Development Installation

poetry install --with dev

Quick Start

1. Create Your First Plugin

# my_plugin/plugin.py
from cadence_sdk import (
    BasePlugin, BaseAgent, PluginMetadata,
    uvtool, UvTool, plugin_settings, CacheConfig
)
from typing import List


class MyAgent(BaseAgent):
    """My custom agent."""

    def __init__(self):
        self.greeting = "Hello"
        self._greet_tool = self._make_greet_tool()
        self._search_tool = self._make_search_tool()

    def initialize(self, config: dict) -> None:
        self.greeting = config.get("greeting", "Hello")
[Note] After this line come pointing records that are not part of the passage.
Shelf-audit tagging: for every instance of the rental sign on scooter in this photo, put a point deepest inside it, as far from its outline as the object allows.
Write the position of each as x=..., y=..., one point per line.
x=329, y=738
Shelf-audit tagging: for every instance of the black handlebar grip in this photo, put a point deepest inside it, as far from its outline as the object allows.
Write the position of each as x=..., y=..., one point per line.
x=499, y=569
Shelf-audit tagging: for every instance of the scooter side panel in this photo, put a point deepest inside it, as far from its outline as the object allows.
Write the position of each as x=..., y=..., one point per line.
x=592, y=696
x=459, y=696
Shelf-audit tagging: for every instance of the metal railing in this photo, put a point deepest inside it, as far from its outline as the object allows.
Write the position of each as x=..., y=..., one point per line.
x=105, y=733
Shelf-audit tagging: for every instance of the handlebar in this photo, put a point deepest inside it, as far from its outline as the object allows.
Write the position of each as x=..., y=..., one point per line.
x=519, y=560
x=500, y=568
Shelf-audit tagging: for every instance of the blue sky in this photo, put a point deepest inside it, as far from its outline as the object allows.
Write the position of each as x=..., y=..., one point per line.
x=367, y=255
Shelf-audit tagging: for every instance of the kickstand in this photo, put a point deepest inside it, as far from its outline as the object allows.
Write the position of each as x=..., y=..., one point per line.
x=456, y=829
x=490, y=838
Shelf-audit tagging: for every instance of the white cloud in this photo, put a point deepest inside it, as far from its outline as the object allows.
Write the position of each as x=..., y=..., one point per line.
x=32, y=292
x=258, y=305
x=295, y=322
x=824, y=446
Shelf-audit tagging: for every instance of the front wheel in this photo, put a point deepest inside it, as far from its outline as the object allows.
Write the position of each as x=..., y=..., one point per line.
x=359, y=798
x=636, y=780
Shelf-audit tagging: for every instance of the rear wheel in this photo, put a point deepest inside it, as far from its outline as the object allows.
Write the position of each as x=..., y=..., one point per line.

    def _make_greet_tool(self) -> UvTool:
        @uvtool
        def greet(name: str) -> str:
            """Greet a user by name."""
            return f"{self.greeting}, {name}!"

        return greet

    def _make_search_tool(self) -> UvTool:
        @uvtool(cache=CacheConfig(ttl=3600, similarity_threshold=0.85))
        def search(query: str) -> str:
            """Search for information (cached)."""
            return f"Results for: {query}"

        return search

    def get_tools(self) -> List[UvTool]:
        return [self._greet_tool, self._search_tool]

    def get_system_prompt(self) -> str:
        return "You are a helpful assistant."


@plugin_settings([
    {
        "key": "api_key",
        "name": "API Key",
        "type": "str",
        "required": True,
        "sensitive": True,
        "description": "API key for external service"
    },
    {
        "key": "greeting",
        "name": "Greeting",
        "type": "str",
        "default": "Hello",
        "description": "Greeting phrase"
    }
])
class MyPlugin(BasePlugin):
    """My custom plugin."""

    @staticmethod
    def get_metadata() -> PluginMetadata:
        return PluginMetadata(
            pid="com.example.my_plugin",
            name="My Plugin",
            version="1.0.0",
            description="My awesome plugin",
            capabilities=["greeting", "search"],
        )

    @staticmethod
    def create_agent() -> BaseAgent:
        return MyAgent()

2. Register Your Plugin

from cadence_sdk import register_plugin
from my_plugin import MyPlugin

contract = register_plugin(MyPlugin)

3. Use Your Plugin

Your plugin is now ready to be loaded by the Cadence platform and will work with any supported orchestration framework!

Core Concepts

Plugins

Plugins are factory classes that create agent instances. They declare metadata, settings schema, and provide health checks. The pid (plugin ID) is a required reverse-domain identifier (e.g., com.example.my_plugin) used as the registry key.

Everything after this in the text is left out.